- Implemented BM25 model for query and Precision, Recall, Precision@10, R-Precision, MAP, b_pref for evaluation.
- Automatically build and dump the index to a file, no need to read the whole dataset a second time.
I have implemented both querying and evaluation of the small and large corpus, and have two separate programs to handle them each.
Please copy the search-small-corpus.py
and evaluate_small_corpus.py
to the small corpus folder.
The structure of the small corpus should be as follows
COMP3009J-corpus-small/
├──documents/
├──files/
│ ├── porter.py
│ ├── qrels.txt
│ ├── queries.txt
│ ├── sample_output.txt
│ ├── stopwords.txt
├──search-small-corpus.py
├──evaluate_small_corpus.py
after running this program the index.txt and output.txt should be generated.
COMP3009J-corpus-small/
├──documents/
├──files/
│ ├── porter.py
│ ├── qrels.txt
│ ├── queries.txt
│ ├── sample_output.txt
│ ├── stopwords.txt
├──index.txt
├──output.txt
├──search-small-corpus.py
├──evaluate_small_corpus.py
In the terminal, type the following commands in turn.
Access to the small corpus folder:
cd COMP3009J-corpus-small
Select the appropriate mode by using command line arguments:
python search_small_corpus.py -m interactive
Or for automatic mode:
python search_small_corpus.py -m automatic
Evaluation of query results:
python evaluate_small_corpus.py
Please copy the search-large-corpus.py
and evaluate_large_corpus.py
to the large corpus folder.
The structure of the large corpus should be as follows
comp3009j-corpus-large/
├──documents/
├──files/
│ ├── porter.py
│ ├── qrels.txt
│ ├── queries.txt
│ ├── sample_output.txt
│ ├── stopwords.txt
├──search-large-corpus.py
├──evaluate_large_corpus.py
after running this program the index.txt and output.txt should be generated.
COMP3009J-corpus-small/
├──documents/
├──files/
│ ├── porter.py
│ ├── qrels.txt
│ ├── queries.txt
│ ├── sample_output.txt
│ ├── stopwords.txt
├──index.txt
├──output.txt
├──search-large-corpus.py
├──evaluate_large_corpus.py
In the terminal, type the following commands in turn.

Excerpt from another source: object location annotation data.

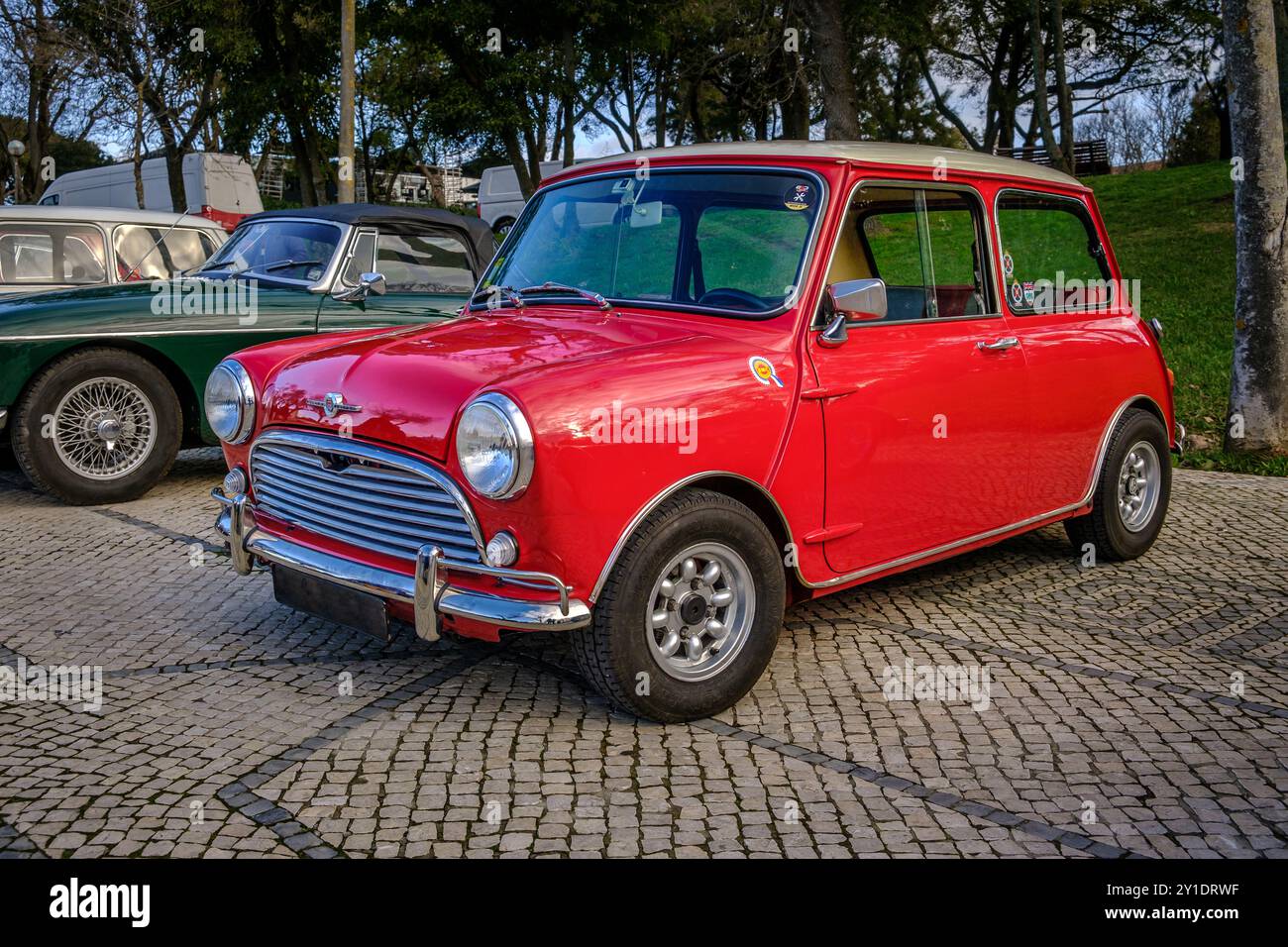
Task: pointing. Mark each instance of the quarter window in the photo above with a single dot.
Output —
(423, 263)
(923, 244)
(1051, 258)
(33, 254)
(159, 253)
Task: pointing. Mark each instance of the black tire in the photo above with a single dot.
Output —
(1104, 527)
(613, 651)
(38, 455)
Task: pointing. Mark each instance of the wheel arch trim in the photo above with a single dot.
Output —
(642, 514)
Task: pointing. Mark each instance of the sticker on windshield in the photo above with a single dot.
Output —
(763, 369)
(799, 197)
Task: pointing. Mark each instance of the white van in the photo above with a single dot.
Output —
(500, 197)
(220, 187)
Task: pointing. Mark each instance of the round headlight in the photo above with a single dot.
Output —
(493, 445)
(231, 402)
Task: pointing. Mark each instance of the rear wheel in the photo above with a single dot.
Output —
(1129, 500)
(98, 425)
(691, 613)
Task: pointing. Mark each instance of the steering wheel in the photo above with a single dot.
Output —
(730, 298)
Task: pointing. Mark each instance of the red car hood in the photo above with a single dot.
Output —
(410, 382)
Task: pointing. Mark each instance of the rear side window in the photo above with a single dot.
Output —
(51, 254)
(159, 253)
(423, 263)
(1051, 257)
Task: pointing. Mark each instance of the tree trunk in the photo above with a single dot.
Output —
(840, 101)
(1282, 47)
(1258, 382)
(1063, 97)
(797, 105)
(1041, 107)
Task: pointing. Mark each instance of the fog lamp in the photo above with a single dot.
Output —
(502, 551)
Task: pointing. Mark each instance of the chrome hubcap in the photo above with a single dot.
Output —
(700, 611)
(103, 428)
(1140, 482)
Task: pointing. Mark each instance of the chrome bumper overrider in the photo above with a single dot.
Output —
(426, 590)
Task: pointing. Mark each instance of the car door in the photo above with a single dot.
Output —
(428, 275)
(1078, 333)
(923, 408)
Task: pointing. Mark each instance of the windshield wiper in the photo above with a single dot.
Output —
(562, 287)
(507, 291)
(268, 266)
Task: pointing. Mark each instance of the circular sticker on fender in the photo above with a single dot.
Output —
(799, 197)
(763, 369)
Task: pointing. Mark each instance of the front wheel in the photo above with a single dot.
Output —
(690, 616)
(1131, 496)
(99, 425)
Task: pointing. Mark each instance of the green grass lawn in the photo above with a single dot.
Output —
(1173, 231)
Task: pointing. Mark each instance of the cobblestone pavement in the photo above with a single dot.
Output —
(1134, 710)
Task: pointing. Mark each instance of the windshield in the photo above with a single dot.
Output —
(732, 241)
(283, 249)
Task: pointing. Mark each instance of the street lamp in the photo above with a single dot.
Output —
(16, 151)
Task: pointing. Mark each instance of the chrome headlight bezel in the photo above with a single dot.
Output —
(244, 402)
(510, 419)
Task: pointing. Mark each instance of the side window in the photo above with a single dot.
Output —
(1051, 257)
(362, 261)
(751, 249)
(34, 254)
(424, 263)
(923, 244)
(153, 253)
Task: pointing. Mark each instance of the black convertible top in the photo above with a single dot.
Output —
(473, 231)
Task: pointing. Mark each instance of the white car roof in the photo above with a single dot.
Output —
(862, 153)
(104, 215)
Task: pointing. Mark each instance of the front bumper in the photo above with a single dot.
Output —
(426, 590)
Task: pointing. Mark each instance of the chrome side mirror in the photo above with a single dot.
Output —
(858, 299)
(368, 283)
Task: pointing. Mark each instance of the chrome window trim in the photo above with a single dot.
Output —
(110, 277)
(803, 270)
(331, 444)
(1102, 450)
(997, 235)
(926, 185)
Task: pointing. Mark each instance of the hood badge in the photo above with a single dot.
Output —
(333, 403)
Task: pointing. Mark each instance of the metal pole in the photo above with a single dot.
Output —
(347, 78)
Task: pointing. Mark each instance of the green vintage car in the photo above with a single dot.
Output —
(101, 386)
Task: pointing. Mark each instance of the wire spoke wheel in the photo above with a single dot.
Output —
(103, 428)
(702, 609)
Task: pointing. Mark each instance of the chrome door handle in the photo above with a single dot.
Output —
(1010, 342)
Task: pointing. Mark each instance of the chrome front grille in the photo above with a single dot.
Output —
(362, 495)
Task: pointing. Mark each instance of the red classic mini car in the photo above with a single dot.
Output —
(698, 384)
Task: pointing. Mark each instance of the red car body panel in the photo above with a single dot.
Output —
(842, 453)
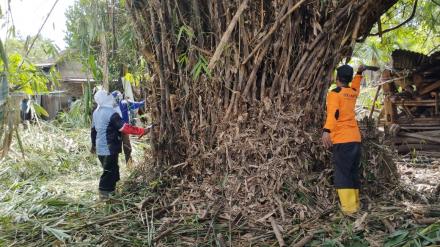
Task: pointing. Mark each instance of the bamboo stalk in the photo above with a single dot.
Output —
(225, 38)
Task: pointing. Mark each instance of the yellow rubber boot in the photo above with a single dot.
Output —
(358, 200)
(347, 197)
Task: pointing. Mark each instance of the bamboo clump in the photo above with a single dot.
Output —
(239, 99)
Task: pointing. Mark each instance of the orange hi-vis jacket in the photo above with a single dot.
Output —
(341, 117)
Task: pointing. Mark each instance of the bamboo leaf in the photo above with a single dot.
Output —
(40, 110)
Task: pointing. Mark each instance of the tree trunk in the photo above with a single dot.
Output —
(246, 132)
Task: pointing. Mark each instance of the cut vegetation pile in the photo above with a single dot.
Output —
(239, 100)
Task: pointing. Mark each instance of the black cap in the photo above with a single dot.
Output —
(344, 73)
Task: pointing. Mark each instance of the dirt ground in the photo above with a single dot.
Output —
(421, 172)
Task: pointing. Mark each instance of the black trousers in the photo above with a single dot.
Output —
(346, 157)
(126, 146)
(110, 174)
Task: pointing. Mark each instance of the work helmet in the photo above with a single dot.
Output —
(117, 95)
(344, 73)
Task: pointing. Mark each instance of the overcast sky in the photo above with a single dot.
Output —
(29, 15)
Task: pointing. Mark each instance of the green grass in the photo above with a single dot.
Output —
(49, 196)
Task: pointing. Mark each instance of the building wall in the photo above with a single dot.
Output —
(72, 69)
(72, 89)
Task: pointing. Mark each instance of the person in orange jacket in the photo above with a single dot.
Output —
(341, 133)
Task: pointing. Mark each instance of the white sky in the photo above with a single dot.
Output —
(29, 15)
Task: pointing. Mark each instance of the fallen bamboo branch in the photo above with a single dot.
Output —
(388, 225)
(225, 38)
(428, 221)
(304, 241)
(422, 137)
(277, 232)
(164, 233)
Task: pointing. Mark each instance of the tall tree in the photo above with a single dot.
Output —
(239, 97)
(103, 34)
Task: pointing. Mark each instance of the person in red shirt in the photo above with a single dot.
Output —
(341, 133)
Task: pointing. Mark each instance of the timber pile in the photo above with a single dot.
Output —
(412, 101)
(239, 97)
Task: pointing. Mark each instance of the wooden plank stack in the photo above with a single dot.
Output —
(412, 101)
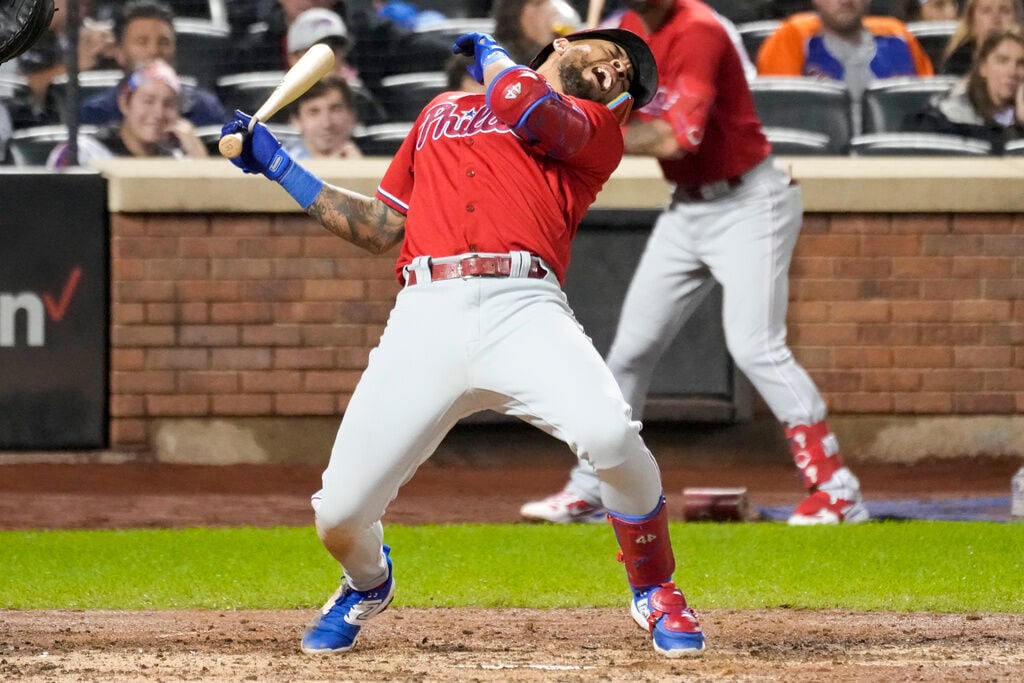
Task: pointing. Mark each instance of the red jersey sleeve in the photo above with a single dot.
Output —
(395, 187)
(687, 99)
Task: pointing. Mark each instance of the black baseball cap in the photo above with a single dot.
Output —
(644, 83)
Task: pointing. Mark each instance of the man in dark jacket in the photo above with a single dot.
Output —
(144, 31)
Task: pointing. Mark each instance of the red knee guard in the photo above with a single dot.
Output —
(645, 548)
(815, 451)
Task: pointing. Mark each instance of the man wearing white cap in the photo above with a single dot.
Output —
(322, 26)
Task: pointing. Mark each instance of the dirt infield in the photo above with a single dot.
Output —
(467, 481)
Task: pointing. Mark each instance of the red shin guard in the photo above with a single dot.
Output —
(645, 548)
(815, 451)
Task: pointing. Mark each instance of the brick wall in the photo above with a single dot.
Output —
(238, 315)
(907, 314)
(244, 315)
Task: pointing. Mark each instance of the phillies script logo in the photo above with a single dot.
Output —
(32, 310)
(444, 120)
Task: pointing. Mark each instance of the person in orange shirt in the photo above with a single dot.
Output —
(841, 42)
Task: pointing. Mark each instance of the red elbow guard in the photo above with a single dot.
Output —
(526, 103)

Access to the small corpus folder:
cd comp3009j-corpus-large
Select the appropriate mode by using command line arguments:
python search_large_corpus.py -m interactive
Or for automatic mode:
python search_large_corpus.py -m automatic
Evaluation of query results:
python evaluate_large_corpus.py
- The index file is saved in
index.txt
- The query result for automatic mode is saved in
output.txt
- The query result of the interactive mode is output on the
terminal
- Evaluation results are output at the
terminal